Interested in making representation learning and generative models work for structured data (e.g. tables in relational databases) to automatically retrieve relevant insights from data? Then, this 4-year PhD starting Winter 2024/2025 is for you!Goal of the DataLibra project Approximately 120 zettabytes of data has been collected worldwide but less than 1% is actually used. Structured data (relational tables and spreadsheets) is prevailing in organizations and typically informs important decisions in e.g., healthcare, governments and finance. Yet, while AI has demonstrated a high impact on applications on text and images, proportional progress on structured data is lacking. With the DataLibra project, we aim to close this gap, by developing AI models and tools for structured data (Table Representation Learning), to help organizations, of any size, domain, and level of data literacy, get insights from structured data, efficiently, accurately and securely.
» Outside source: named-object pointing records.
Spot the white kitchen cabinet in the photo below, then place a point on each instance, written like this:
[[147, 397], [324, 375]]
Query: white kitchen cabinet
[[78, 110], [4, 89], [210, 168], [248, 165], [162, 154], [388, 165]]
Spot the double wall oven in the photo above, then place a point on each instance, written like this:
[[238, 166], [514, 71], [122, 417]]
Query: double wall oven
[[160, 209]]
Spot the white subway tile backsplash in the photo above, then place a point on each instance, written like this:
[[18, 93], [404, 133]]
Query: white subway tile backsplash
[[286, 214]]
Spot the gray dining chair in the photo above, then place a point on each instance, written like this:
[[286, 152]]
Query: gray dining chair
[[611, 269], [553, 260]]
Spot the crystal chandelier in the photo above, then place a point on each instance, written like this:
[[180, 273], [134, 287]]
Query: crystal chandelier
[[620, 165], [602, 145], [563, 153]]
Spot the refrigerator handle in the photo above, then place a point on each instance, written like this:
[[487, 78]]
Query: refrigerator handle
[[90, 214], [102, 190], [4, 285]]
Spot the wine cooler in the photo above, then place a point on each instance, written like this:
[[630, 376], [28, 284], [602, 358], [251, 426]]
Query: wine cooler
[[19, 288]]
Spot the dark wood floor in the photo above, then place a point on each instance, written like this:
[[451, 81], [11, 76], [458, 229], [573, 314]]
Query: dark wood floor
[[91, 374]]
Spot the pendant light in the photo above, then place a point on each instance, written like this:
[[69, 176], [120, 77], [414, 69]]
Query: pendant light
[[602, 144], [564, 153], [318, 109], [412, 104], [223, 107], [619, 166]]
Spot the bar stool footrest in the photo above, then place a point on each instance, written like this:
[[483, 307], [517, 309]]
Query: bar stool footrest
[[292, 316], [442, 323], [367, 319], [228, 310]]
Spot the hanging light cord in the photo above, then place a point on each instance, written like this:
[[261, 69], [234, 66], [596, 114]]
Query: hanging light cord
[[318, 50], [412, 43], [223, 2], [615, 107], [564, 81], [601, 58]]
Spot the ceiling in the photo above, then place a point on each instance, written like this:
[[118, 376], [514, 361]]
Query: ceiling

Goal of this PhD project Despite the abundance of structured data, many important insights from this kind of data are left unnoticed as they are difficult to surface or organizations do not have sufficient expertise to extract them. This project will explore emerging paradigms such as table representation learning (TRL), retrieval- augmented generation, generative retrieval, agentic systems, and conversational user interfaces, to automatically surface relevant insights from relational databases and data lakes, in a robust and efficient manner. This PhD project is supervised by Dr. Madelon Hulsebos (CWI) and Prof. dr. Maarten de Rijke (UvA).
What you will be doing - Develop and execute a 4-year research agenda around insight retrieval from structured data.
- Actively collaborate with other researchers in the DataLibra project (students, PhDs, postdocs,PIs) and external collaborators.
- Communicate research outcomes through papers and presentations at conferences, workshops and other (scientific) gatherings.
- Assist in relevant teaching activities at universities, such as thesis supervision and assisting in courses.